In the aftermath of San Francisco Superintendent of Schools Matt Wayne’s long-awaited and briefly delayed announcement of which public schools may be closed or merged in fall 2025, confusion about the need for closure of these particular schools is leading to resistance to his future as superintendent.
Following Board of Education President Lainie Motamedi’s resignation in August, less than a month before the expected closure announcement, Mayor Breed appointed Phil Kim to the school board effectively depriving Superintendent Wayne of his lead consultant managing the closure process. The shift made it more challenging to present a comprehensive community outreach plan and justification for particular closures insisted upon by the Board of Education. Now that parents and community leaders are criticizing the closures, the mayor is calling for a delay in school closures and stating she has lost confidence in Superintendent Wayne’s ability to manage the process. City Hall is now offering staff expertise to the school district and some additional funding but increasing scrutiny and making sometimes contradictory demands on Superintendent Wayne.
The actual school closure plan continues to be mired in questions and doubt. To its credit, the district has provided information about the process and solicited parent and community feedback for months. However, it has been unsuccessful in cultivating supporters or validators of the need to close schools. The superintendent’s rationales are that we have too many schools for too few students and that remaining schools will be better resourced. Board of Education members have not stepped up to join the superintendent or validate this message. Some community members feel schools need more investments and that if cutting these schools won’t solve the budget crisis entirely, it should not be done.
To date, the superintendent has taken on the burden almost entirely on his own. The school community consultation phase after last week’s announcement is focused on “how,” not “whether” a school should be closed. The proposal will not be presented to the school board until November — after the election — for an up or down vote in December without the ability of board members to remove any schools from the list or make changes. With a “take it or leave it” offer, a majority of the board is expected to take the latter option.

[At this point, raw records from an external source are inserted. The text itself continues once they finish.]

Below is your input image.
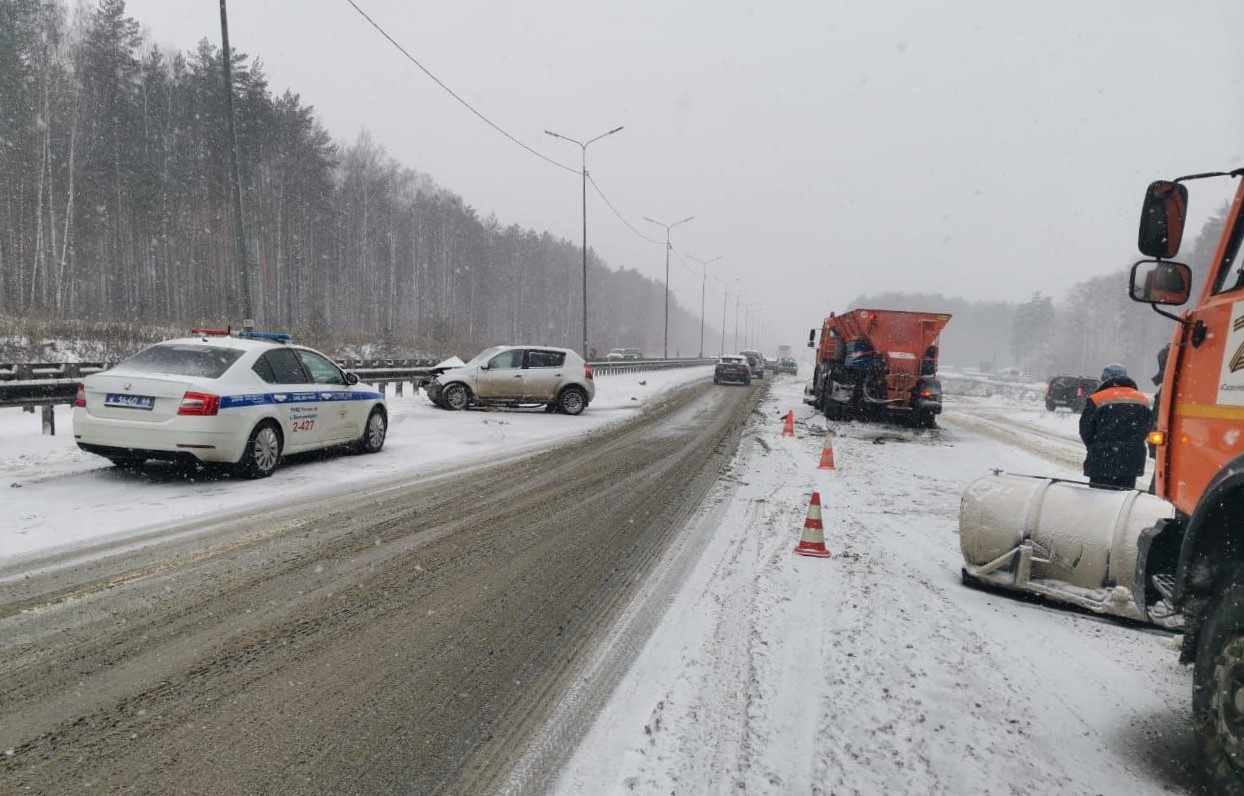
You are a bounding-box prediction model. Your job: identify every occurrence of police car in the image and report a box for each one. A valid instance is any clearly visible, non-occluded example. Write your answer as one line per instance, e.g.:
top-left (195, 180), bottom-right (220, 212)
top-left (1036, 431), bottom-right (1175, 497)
top-left (73, 330), bottom-right (388, 478)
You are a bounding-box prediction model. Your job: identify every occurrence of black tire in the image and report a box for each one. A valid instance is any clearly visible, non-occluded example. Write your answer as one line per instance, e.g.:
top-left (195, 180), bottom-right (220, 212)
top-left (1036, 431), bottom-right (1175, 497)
top-left (1192, 565), bottom-right (1244, 796)
top-left (557, 387), bottom-right (587, 415)
top-left (440, 382), bottom-right (470, 412)
top-left (355, 407), bottom-right (388, 453)
top-left (236, 420), bottom-right (284, 479)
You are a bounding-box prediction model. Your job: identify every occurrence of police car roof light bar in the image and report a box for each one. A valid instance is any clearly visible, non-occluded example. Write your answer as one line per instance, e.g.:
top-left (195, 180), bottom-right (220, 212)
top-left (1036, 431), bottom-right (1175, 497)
top-left (238, 331), bottom-right (294, 343)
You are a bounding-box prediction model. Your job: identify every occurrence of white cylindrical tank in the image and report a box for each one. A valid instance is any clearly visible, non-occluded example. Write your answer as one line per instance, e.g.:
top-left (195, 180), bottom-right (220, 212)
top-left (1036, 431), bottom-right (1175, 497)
top-left (959, 473), bottom-right (1174, 590)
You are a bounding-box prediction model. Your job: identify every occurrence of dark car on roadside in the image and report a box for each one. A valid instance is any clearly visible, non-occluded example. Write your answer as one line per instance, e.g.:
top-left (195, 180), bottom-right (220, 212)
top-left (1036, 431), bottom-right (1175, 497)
top-left (739, 351), bottom-right (765, 378)
top-left (713, 354), bottom-right (751, 384)
top-left (1045, 376), bottom-right (1101, 412)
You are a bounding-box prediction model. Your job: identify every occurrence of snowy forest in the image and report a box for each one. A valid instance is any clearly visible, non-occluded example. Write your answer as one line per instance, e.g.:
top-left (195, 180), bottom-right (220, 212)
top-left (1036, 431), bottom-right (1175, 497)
top-left (851, 205), bottom-right (1228, 380)
top-left (0, 0), bottom-right (715, 354)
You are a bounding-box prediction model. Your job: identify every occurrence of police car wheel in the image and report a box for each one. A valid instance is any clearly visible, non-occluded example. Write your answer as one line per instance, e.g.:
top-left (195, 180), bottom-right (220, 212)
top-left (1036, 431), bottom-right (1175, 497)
top-left (440, 383), bottom-right (470, 412)
top-left (356, 407), bottom-right (388, 453)
top-left (238, 420), bottom-right (281, 478)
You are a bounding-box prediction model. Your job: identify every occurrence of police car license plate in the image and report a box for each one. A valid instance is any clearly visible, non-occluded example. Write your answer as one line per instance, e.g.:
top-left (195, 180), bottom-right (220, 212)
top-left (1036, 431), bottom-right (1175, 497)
top-left (103, 393), bottom-right (156, 412)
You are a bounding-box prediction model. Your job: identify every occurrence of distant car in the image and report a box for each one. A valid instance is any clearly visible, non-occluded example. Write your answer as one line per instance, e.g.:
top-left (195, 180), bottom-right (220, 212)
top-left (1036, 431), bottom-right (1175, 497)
top-left (713, 354), bottom-right (751, 384)
top-left (1045, 376), bottom-right (1100, 412)
top-left (739, 351), bottom-right (765, 378)
top-left (427, 346), bottom-right (596, 414)
top-left (73, 330), bottom-right (388, 478)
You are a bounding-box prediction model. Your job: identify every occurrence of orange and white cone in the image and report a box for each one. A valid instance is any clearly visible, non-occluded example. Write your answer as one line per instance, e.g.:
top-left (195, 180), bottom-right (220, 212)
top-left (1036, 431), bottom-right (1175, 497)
top-left (816, 432), bottom-right (836, 470)
top-left (795, 493), bottom-right (830, 558)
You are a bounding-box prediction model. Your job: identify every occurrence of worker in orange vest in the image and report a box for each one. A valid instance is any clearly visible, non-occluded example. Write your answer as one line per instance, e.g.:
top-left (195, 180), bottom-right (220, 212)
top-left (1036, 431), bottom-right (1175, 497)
top-left (1080, 364), bottom-right (1153, 489)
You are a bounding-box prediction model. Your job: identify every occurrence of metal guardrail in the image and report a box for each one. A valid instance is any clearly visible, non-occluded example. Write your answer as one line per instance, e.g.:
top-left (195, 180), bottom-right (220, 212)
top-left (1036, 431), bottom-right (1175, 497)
top-left (588, 357), bottom-right (717, 376)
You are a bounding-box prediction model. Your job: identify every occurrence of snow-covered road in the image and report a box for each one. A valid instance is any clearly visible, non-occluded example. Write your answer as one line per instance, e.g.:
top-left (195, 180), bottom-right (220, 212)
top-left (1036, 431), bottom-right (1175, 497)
top-left (544, 379), bottom-right (1192, 796)
top-left (0, 367), bottom-right (712, 565)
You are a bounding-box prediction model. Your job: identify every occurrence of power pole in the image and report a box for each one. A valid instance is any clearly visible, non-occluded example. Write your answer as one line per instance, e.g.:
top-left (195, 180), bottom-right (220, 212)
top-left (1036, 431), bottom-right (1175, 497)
top-left (643, 215), bottom-right (695, 359)
top-left (545, 126), bottom-right (622, 359)
top-left (220, 0), bottom-right (255, 328)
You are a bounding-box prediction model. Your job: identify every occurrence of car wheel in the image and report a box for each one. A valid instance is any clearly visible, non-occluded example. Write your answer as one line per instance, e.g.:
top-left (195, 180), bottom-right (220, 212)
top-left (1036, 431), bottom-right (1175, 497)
top-left (355, 407), bottom-right (388, 453)
top-left (238, 420), bottom-right (281, 478)
top-left (1192, 567), bottom-right (1244, 794)
top-left (557, 387), bottom-right (587, 414)
top-left (440, 382), bottom-right (470, 412)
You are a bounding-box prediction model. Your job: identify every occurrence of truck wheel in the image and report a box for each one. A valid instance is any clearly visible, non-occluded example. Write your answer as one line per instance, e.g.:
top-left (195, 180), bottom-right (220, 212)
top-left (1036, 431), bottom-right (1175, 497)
top-left (1192, 566), bottom-right (1244, 796)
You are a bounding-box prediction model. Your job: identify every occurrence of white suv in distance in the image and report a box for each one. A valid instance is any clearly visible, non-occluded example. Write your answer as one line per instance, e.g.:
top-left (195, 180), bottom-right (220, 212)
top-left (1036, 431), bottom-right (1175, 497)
top-left (73, 330), bottom-right (388, 478)
top-left (427, 346), bottom-right (596, 414)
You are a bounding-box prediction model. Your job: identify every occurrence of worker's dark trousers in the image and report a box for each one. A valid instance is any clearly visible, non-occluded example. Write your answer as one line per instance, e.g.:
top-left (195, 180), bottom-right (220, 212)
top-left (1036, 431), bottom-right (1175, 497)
top-left (1089, 475), bottom-right (1136, 489)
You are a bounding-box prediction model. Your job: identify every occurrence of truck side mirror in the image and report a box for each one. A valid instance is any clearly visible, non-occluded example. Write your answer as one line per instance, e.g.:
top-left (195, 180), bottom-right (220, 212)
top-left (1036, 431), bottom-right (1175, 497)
top-left (1136, 180), bottom-right (1188, 257)
top-left (1128, 260), bottom-right (1192, 307)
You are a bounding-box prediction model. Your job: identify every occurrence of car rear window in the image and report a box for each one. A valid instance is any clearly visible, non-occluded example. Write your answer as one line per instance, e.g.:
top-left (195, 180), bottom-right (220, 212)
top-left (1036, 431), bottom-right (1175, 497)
top-left (527, 351), bottom-right (566, 368)
top-left (113, 343), bottom-right (243, 378)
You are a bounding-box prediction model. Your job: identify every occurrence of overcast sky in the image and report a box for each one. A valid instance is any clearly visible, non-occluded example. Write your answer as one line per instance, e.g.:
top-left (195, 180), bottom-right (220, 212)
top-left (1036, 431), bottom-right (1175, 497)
top-left (121, 0), bottom-right (1244, 345)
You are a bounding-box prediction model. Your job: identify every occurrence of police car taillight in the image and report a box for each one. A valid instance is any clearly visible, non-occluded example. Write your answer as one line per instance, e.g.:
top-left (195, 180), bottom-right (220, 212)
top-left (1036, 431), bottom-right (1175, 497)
top-left (177, 391), bottom-right (220, 415)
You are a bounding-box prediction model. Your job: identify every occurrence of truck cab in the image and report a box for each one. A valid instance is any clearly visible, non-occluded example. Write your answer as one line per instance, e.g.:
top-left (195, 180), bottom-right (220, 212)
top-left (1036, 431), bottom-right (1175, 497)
top-left (1130, 169), bottom-right (1244, 794)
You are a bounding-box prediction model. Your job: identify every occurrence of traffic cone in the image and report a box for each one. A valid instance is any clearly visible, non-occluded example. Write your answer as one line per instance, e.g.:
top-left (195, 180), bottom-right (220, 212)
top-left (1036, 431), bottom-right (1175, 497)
top-left (816, 432), bottom-right (836, 470)
top-left (795, 493), bottom-right (830, 558)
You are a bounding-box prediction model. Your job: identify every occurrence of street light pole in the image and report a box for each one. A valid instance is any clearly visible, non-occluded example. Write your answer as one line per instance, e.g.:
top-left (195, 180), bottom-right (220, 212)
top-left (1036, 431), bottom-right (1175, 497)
top-left (643, 215), bottom-right (695, 359)
top-left (687, 255), bottom-right (725, 359)
top-left (545, 124), bottom-right (622, 359)
top-left (719, 276), bottom-right (743, 357)
top-left (220, 0), bottom-right (255, 328)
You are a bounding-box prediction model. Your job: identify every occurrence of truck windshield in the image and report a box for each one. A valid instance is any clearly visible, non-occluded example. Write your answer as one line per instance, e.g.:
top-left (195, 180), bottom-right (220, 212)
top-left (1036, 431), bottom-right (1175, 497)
top-left (1214, 199), bottom-right (1244, 295)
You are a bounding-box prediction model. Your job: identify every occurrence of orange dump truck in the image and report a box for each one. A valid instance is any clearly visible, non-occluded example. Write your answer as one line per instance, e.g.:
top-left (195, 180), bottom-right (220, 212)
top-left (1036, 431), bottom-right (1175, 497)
top-left (1131, 169), bottom-right (1244, 794)
top-left (804, 310), bottom-right (950, 428)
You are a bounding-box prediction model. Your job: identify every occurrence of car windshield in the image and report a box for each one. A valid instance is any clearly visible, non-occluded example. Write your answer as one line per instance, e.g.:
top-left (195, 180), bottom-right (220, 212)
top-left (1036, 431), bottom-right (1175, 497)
top-left (467, 346), bottom-right (505, 364)
top-left (112, 343), bottom-right (244, 378)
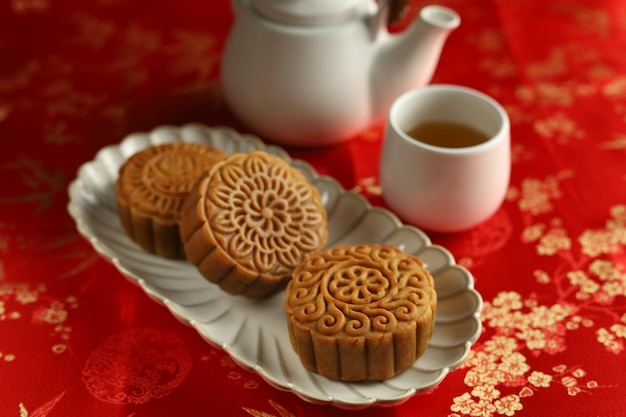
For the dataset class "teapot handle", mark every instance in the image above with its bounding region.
[381,0,411,25]
[370,0,410,38]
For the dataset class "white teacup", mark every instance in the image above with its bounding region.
[380,84,511,232]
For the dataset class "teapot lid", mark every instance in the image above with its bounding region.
[251,0,363,24]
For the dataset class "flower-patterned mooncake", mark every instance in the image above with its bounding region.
[181,151,328,298]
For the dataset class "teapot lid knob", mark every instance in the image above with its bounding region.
[251,0,367,24]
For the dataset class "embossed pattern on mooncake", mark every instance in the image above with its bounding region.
[284,244,437,381]
[115,142,226,258]
[181,151,328,298]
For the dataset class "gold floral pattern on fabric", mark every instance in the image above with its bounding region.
[0,280,78,354]
[450,200,626,417]
[207,152,326,274]
[82,328,191,404]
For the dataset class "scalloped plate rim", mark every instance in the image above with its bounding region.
[67,123,483,410]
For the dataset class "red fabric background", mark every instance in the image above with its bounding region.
[0,0,626,417]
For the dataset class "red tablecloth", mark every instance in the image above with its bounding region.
[0,0,626,417]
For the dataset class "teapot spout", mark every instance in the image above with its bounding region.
[371,5,461,120]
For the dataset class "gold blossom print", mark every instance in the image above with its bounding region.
[450,204,626,417]
[507,171,572,216]
[181,151,328,298]
[209,151,324,272]
[285,244,437,381]
[0,280,78,354]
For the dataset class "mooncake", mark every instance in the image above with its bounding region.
[180,150,328,298]
[284,244,437,382]
[115,142,226,259]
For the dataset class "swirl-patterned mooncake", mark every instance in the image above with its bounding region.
[115,142,226,258]
[181,151,328,298]
[284,244,437,381]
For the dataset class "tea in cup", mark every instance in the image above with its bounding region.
[379,84,511,232]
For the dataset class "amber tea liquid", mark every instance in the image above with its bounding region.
[406,121,489,148]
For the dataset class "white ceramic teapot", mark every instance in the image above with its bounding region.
[221,0,460,146]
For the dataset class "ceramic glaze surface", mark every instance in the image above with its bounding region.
[68,125,482,409]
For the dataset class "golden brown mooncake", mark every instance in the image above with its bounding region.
[115,142,226,258]
[180,151,328,298]
[284,244,437,381]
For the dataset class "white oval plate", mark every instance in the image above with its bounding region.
[68,124,482,409]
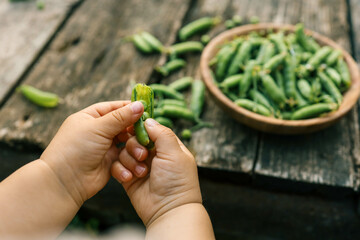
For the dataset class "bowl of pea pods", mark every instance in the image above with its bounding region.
[200,23,360,134]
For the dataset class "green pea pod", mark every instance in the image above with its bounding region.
[190,80,205,119]
[239,60,256,98]
[155,117,174,129]
[264,52,287,73]
[154,108,163,118]
[235,99,271,117]
[311,78,322,98]
[325,67,341,87]
[216,46,236,81]
[219,74,243,89]
[291,103,337,120]
[284,55,296,99]
[306,46,332,71]
[168,77,194,91]
[150,83,184,101]
[249,89,272,109]
[261,74,286,108]
[141,32,164,52]
[131,84,154,149]
[295,23,319,53]
[132,34,153,54]
[318,71,342,105]
[275,69,285,95]
[224,19,236,29]
[269,33,287,53]
[167,41,204,56]
[227,41,252,76]
[179,17,221,41]
[161,105,197,122]
[181,129,192,140]
[295,88,309,108]
[262,43,276,63]
[319,94,335,103]
[336,58,351,89]
[301,52,313,63]
[17,85,59,108]
[326,49,342,66]
[297,79,313,101]
[200,34,211,45]
[256,40,269,65]
[155,59,186,77]
[158,99,186,108]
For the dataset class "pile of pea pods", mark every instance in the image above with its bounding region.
[209,23,351,120]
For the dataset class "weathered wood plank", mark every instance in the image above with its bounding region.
[348,0,360,185]
[0,0,189,148]
[0,0,78,103]
[255,0,359,188]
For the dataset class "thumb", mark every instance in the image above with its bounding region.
[145,118,181,158]
[96,101,144,138]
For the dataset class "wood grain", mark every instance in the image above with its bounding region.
[349,0,360,184]
[255,0,359,188]
[0,0,78,103]
[0,0,189,148]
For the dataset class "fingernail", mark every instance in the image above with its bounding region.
[145,118,159,127]
[121,171,130,180]
[130,101,143,114]
[135,165,145,176]
[135,148,144,160]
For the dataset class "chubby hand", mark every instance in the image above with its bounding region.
[40,101,144,205]
[111,119,202,226]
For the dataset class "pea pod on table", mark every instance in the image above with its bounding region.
[17,85,59,108]
[239,60,256,97]
[227,41,252,76]
[179,17,221,41]
[235,99,271,116]
[291,103,337,120]
[261,74,286,108]
[131,84,154,149]
[318,71,342,105]
[190,80,205,119]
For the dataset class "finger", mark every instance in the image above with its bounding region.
[127,125,135,136]
[175,135,193,157]
[95,101,144,138]
[116,132,131,142]
[145,118,181,158]
[81,101,130,118]
[126,136,148,161]
[120,149,148,177]
[111,161,133,183]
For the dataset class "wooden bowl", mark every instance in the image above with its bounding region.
[200,23,360,135]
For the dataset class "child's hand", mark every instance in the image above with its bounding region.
[111,119,202,226]
[40,101,144,205]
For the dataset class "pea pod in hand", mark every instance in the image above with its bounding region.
[131,84,154,149]
[17,85,59,108]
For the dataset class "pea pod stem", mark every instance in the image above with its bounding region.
[131,84,154,149]
[150,83,184,101]
[179,17,221,41]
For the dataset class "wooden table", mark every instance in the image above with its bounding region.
[0,0,360,238]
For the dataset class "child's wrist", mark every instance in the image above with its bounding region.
[39,158,87,208]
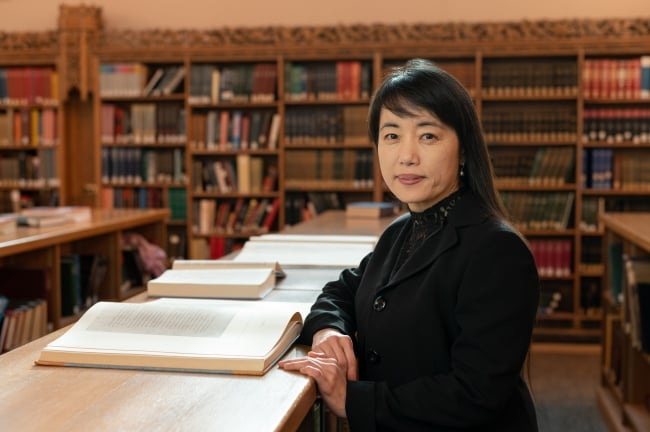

Superintendent Wayne must convince San Franciscans that he understands the pain of school closures and that he has a plan to make the experience for students and the resources at the receiving schools better than the schools slated for closure.
Currently, even the school district’s terminology of “closed” school versus “merged” school raises questions. Whether a school is closed or merged, its students will be leaving it at the end of the spring 2025 semester. The only difference is whether the students will move to one school or two schools. But they will be leaving. For example, Harvey Milk Civil Rights Academy is slated to be “merged” with Sanchez Elementary. Harvey Milk students and parents have told the school board and superintendent that the merger threatens the unique LGBT-friendly school policies, programs, and atmosphere that attract students to it even from outside San Francisco. They have yet to be told whether the Harvey Milk civil rights-oriented curriculum and learning approach will continue at the new school. If it does not continue, many students will leave or feel less accepted and safe. If it remains (along with its faculty), how much money is saved? According to the school district data, Harvey Milk Academy scores higher on “excellence” and “efficiency” but lower on “equity” than Sanchez Elementary. It is difficult to understand why a civil rights academy would score lower on equity than a school without that focus.
Other community members criticize the closure of Sutro Elementary School in the Richmond District in part because they fear the end of its Cantonese biliteracy program. Six blocks away is another elementary school whose composite ranking is 10 points lower than Sutro’s (29.87 versus 19.41). Four blocks south of that school is a third elementary school with an even lower composite score. All three are high performing schools, similar in size, with low equity rankings.
The superintendent will be met by vigorous opposition not only at the affected school sites he and his team will visit over the next few weeks but at upcoming school board meetings. Already, incumbent members of the Board of Supervisors and candidates have issued press releases criticizing the plan for closing schools in their districts. What is lost in these efforts, though, is that the closures themselves will move about 1,750 students or under 4 percent of total enrollment — far fewer and more intentionally cognizant of equity concerns than first envisioned.
To salvage his proposed closure plan, keep the school district from being taken over by the state Department of Education and ultimately save his job, Superintendent Wayne must convince San Franciscans that he understands the pain of school closures and that he has a plan to make the experience for students and the resources at the receiving schools better than the schools slated for closure. Wayne must also warn the school board — and now Mayor Breed — that San Francisco risks more widespread and more severe pain for public schools and students if his plan is not adopted.